Yes I know. I can install it fine. Do I particularly want to use a text based installer than looks like something from the 80s? Nope. I have an Amiga 1200 on my desk and that has a better installer than most BSDs. This is essentially a dead OS that fits on 5 floppy disks has a proper graphical installer and BSD doesn't. Icaros (Amiga clone OS) has a better installer than most BSDs.

Like it or not Windows with its spyware is the only Desktop OS that isn't tied to expensive hardware or has the problems of Linux (which will get worse as things become more corporate) and has decent software and hardware support i.e. my Nvidia card is supported (No Radeon cards aren't an option mainly because they tend to be garbage IMO and every card I've owned that been a Radeon has had problems). Also Windows is pretty stable for the most part even with the forced updates and annoyances of having to turn all the garbage off.

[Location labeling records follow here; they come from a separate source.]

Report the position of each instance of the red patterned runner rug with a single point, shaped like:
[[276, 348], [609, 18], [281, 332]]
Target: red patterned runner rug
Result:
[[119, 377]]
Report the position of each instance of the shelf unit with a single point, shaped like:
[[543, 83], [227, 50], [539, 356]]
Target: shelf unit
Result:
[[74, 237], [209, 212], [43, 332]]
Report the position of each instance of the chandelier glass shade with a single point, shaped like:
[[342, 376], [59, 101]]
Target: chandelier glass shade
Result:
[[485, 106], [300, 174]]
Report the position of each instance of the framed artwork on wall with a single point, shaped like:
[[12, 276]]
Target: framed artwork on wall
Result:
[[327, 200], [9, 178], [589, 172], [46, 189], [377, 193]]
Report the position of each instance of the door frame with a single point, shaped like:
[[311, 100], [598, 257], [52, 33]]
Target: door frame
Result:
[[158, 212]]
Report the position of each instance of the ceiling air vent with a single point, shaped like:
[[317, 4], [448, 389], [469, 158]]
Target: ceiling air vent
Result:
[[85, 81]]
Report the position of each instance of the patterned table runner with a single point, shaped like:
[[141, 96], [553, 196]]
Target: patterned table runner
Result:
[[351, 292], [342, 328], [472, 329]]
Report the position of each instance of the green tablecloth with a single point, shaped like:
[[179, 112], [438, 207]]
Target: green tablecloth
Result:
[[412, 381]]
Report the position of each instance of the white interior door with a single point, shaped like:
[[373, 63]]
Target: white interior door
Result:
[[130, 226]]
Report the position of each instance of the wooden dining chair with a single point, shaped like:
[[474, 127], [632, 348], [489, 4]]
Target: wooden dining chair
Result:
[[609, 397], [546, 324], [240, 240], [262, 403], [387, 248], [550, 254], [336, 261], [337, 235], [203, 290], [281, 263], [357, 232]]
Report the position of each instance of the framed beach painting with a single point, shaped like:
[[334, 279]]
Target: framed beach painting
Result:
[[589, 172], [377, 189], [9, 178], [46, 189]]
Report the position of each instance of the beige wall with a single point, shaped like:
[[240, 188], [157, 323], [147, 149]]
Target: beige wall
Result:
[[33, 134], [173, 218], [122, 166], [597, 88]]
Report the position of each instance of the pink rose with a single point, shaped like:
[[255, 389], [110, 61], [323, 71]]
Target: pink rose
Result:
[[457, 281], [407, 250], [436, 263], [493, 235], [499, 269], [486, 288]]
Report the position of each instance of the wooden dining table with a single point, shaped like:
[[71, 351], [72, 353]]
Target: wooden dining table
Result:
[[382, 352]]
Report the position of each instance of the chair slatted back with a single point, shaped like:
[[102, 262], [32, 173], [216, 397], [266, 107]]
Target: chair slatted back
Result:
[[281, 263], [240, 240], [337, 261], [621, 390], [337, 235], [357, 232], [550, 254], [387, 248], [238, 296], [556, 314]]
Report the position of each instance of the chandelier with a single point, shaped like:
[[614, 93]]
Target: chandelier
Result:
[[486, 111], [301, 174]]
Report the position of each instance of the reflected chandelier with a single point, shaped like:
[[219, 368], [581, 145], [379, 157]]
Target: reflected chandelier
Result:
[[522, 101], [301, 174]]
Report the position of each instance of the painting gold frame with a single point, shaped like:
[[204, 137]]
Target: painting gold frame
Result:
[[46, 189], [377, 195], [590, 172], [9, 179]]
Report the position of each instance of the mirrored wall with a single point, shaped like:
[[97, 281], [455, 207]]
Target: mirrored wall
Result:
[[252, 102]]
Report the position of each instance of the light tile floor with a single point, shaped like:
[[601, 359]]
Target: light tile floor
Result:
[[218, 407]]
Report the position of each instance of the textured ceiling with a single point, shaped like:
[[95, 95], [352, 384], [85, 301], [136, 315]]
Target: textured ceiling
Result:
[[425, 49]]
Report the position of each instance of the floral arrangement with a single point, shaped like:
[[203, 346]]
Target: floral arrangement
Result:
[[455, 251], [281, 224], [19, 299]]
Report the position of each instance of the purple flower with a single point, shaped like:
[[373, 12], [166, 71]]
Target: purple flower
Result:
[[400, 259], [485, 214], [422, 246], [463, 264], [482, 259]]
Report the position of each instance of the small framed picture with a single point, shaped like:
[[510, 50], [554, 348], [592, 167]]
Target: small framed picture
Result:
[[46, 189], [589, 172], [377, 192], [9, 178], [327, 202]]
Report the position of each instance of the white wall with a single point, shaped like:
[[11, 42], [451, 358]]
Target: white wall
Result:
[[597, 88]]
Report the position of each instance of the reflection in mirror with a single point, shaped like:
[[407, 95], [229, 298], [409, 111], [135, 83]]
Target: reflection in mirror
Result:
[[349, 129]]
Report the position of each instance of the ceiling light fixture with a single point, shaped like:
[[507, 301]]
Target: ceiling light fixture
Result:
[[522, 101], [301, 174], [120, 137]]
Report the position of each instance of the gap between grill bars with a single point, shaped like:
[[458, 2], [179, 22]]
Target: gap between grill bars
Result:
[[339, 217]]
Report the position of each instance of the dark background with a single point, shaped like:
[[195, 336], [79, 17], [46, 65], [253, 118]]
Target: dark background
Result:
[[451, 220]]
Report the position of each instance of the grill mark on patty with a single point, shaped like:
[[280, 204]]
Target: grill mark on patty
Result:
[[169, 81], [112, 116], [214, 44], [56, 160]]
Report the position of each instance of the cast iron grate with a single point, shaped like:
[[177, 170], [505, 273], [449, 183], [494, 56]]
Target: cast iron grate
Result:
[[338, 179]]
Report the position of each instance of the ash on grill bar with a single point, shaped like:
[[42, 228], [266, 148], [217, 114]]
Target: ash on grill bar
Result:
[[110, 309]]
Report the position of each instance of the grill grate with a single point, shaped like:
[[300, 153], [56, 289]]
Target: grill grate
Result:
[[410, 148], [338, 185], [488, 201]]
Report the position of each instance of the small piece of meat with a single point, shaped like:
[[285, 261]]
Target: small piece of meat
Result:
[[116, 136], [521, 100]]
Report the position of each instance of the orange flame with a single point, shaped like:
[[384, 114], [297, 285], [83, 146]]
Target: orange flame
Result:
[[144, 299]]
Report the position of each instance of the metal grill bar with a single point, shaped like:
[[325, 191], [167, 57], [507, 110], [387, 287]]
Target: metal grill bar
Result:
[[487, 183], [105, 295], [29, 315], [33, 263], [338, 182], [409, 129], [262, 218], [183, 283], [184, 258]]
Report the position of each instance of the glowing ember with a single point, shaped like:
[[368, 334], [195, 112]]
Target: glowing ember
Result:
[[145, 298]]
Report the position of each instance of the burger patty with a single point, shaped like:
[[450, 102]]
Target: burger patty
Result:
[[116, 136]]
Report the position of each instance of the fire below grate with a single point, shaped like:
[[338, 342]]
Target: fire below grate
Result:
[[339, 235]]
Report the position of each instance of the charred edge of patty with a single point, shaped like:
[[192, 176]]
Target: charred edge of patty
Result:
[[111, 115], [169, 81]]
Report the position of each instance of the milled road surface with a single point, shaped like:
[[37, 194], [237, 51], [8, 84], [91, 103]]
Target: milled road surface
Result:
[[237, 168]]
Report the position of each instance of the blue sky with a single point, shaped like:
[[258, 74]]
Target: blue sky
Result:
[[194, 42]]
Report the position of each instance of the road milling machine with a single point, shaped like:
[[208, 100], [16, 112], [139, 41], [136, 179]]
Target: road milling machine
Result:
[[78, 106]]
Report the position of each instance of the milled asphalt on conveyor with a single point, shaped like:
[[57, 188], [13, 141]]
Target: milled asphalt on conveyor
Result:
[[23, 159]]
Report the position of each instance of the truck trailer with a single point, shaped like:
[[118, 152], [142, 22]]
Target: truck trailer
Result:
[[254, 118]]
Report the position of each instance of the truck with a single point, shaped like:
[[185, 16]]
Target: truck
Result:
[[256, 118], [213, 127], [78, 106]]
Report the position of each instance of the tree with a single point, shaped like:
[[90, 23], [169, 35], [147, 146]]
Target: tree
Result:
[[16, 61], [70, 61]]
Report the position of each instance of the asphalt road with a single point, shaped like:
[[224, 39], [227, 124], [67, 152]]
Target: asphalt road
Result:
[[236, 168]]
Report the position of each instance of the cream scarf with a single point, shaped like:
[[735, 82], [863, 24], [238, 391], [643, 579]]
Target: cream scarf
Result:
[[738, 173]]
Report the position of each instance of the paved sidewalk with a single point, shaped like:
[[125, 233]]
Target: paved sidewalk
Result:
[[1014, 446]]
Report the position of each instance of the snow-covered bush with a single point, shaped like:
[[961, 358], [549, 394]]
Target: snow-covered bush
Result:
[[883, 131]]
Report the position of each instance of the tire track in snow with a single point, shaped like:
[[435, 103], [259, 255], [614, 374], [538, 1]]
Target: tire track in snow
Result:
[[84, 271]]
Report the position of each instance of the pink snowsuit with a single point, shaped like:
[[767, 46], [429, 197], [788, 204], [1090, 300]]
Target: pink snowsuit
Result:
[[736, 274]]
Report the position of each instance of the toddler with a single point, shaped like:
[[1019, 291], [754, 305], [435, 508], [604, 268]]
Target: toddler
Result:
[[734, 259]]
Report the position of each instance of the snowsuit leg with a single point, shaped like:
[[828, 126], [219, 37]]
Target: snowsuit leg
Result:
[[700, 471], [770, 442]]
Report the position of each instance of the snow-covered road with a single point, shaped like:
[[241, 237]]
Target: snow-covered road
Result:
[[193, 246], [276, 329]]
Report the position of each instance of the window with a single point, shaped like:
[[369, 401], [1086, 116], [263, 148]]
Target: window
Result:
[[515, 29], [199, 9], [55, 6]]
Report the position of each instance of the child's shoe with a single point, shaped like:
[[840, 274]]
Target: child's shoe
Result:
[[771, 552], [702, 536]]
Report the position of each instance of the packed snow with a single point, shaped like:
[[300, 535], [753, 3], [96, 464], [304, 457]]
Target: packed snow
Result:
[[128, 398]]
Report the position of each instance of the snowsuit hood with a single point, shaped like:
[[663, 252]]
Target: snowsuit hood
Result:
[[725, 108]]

> You can usually install a DE after the initial install of the OS easily, and FreeBSD and OpenBSD at least have very nice user friendly installers.

The partitioning for OpenBSD the last time I bothered looking at it was asking me to work out cylinders and all sorts of other crap. When I was at uni and had free time I didn't mind getting the calculator out and working it all out, now I just do A for auto partition and hope it is okay (which isn't good).

I have a ISO somewhere where I scripted everything up and then one of the released broke it and I just gave up and stuck CentOS on the machine and only use OpenBSD now in VMs for hosting.